Bato a mão no joelho do meu jeans, coberto de pó da lateral da arquibancada, onde
eu estava encostado.
— Vocês não tentaram fazer nada comigo — digo, concordando. — Vocês me
levaram até a casa porque queriam me assustar. Não sabiam que o seu amigo ia acabar
rasgado ao meio e estripado. — Isso foi cruel, eu admito. Chase fica pálido de imediato.
Os últimos momentos de Mike estão passando diante de seus olhos. Por um segundo,
acho que peguei muito pesado, mas minha cabeça latejante logo me lembra de que eles
tentaram me matar.
Em pé ao lado deles, mas um degrau abaixo na arquibancada, Carmel envolve o
corpo com os braços e desvia o olhar. Talvez eu não devesse estar tão bravo. Mas espera
aí, qual é a dela? Claro que eu deveria estar bravo. Não estou feliz com o que aconteceu com Mike. Eu nunca teria deixado aquilo acontecer se eles não tivessem me inutilizado
com uma paulada na cabeça.
— O que nós vamos falar para as pessoas sobre o Mike? — ela questiona. — Vão
fazer perguntas. Todos viram que ele saiu da festa coma gente.
—Não podemos falar a verdade—Will diz, melancólico.
— Qual é a verdade? — pergunta Carmel. — O que aconteceu naquela casa? Você
acha que eu devo mesmo acreditar que o Mike foi assassinado por um fantasma? Cas...
Eu a encaro.
—Eu vi.
—Eu também—Chase acrescenta, parecendo prestes a vomitar.
Ela sacode a cabeça.
— Isso não é real. O Cas está vivo. O Mike também. É só uma brincadeira de mau
gosto que vocês todos inventaram para se vingar de mim por terminar com ele.
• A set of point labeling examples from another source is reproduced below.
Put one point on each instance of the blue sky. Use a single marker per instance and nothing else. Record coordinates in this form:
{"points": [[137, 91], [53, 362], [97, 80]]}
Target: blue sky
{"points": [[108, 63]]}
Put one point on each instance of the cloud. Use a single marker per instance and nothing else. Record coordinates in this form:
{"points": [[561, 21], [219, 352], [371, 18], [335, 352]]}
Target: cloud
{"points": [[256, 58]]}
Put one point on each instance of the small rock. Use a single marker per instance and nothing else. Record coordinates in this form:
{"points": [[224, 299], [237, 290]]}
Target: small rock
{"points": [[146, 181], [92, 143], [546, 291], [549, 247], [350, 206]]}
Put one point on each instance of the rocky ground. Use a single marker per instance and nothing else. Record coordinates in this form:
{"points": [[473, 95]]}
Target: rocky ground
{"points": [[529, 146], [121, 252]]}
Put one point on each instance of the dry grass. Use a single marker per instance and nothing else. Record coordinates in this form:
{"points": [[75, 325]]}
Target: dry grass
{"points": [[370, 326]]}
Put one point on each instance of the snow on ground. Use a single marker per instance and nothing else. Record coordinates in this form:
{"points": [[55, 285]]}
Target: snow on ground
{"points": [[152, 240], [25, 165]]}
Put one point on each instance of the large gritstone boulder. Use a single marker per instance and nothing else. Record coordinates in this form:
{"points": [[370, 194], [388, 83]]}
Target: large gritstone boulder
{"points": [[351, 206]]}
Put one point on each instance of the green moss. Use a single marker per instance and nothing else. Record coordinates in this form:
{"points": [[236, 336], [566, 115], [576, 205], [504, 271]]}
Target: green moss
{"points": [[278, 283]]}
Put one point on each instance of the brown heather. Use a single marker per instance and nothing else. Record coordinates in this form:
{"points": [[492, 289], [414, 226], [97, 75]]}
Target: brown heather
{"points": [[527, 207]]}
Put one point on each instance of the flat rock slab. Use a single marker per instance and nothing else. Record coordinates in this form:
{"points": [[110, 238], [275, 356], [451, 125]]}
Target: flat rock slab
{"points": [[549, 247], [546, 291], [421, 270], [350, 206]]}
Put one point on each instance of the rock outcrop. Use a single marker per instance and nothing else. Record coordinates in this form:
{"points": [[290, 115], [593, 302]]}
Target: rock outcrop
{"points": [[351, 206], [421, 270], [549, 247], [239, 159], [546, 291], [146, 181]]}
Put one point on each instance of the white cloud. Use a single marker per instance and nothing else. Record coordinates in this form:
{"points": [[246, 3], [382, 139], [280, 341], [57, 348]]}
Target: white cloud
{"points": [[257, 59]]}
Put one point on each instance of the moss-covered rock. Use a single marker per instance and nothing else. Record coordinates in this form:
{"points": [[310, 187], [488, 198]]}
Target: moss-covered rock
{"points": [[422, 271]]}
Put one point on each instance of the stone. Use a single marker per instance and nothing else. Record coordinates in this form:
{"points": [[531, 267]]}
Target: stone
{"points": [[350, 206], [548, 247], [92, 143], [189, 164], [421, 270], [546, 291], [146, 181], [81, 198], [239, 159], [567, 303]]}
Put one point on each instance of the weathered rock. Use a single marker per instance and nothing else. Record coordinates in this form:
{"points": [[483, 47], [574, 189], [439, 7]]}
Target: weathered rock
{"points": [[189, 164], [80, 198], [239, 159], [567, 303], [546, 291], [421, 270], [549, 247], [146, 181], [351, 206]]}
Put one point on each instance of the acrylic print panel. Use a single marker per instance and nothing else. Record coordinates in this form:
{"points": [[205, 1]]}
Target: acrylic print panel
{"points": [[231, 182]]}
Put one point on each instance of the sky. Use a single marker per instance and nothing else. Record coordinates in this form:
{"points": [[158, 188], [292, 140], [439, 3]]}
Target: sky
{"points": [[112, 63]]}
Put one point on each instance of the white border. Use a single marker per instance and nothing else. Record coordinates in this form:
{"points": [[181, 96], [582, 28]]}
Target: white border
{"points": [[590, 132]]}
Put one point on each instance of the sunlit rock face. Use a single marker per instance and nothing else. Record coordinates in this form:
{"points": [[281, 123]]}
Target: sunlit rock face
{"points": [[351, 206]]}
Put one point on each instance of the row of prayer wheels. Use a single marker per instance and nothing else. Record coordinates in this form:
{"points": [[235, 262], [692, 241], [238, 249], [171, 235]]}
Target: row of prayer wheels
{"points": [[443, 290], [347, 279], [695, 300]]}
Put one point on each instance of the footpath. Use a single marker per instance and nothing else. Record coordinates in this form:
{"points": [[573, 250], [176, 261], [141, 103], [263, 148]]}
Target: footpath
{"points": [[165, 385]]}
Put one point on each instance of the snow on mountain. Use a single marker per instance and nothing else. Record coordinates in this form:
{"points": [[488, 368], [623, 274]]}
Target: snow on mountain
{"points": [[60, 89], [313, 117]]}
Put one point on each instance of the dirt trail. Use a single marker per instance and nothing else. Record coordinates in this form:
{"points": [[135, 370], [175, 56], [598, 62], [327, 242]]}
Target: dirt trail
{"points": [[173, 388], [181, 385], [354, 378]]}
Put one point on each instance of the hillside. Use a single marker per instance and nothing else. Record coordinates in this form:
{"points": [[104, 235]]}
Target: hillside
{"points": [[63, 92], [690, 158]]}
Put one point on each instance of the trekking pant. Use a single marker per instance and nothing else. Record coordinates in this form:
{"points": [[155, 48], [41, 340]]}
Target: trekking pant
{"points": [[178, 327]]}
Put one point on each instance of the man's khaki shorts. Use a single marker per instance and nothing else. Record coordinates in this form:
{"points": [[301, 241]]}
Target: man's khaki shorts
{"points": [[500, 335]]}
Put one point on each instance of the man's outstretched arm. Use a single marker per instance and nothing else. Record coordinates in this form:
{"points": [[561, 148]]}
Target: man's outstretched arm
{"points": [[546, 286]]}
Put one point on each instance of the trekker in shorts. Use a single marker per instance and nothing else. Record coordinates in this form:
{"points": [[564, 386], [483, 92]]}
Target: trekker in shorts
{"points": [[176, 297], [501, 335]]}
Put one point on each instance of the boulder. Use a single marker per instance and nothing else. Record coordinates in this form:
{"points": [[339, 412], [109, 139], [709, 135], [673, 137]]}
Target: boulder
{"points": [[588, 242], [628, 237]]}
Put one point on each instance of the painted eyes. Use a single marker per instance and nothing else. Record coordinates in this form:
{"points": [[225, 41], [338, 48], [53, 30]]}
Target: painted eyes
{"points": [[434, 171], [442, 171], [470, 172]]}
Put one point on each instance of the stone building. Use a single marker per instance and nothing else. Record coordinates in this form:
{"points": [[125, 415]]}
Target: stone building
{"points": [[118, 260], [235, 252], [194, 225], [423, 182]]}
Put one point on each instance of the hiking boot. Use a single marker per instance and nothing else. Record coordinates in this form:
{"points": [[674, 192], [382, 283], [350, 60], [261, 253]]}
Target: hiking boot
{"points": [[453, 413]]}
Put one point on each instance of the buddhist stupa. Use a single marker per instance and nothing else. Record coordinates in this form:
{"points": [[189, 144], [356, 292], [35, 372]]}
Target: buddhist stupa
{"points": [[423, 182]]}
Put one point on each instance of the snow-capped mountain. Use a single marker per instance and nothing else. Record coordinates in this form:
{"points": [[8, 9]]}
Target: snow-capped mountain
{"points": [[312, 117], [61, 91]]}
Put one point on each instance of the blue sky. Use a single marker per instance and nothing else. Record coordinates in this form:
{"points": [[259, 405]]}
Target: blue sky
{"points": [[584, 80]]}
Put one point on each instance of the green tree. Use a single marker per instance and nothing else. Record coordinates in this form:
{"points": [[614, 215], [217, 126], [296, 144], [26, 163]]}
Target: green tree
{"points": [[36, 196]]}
—Não seja tão egocêntrica —diz Will. —Eu vi os braços dela saindo pela janela. Vi
quando ela o puxou para dentro. Ouvi alguém gritar. E depois vi a silhueta do Mike
partida em dois. — Ele olha para mim. — O que foi aquilo? O que estava vivendo
naquela casa?
—Era um vampiro, cara—Chase gagueja.
Idiota. Eu o ignoro por completo.
—Nada estava vivendo naquela casa. O Mike foi morto por Anna Korlov.
—Não, cara, de jeito nenhum—diz Chase, cada vez mais em pânico, mas não tenho
tempo para suas crises de negação. Felizmente, nem Will, que o manda calar a boca.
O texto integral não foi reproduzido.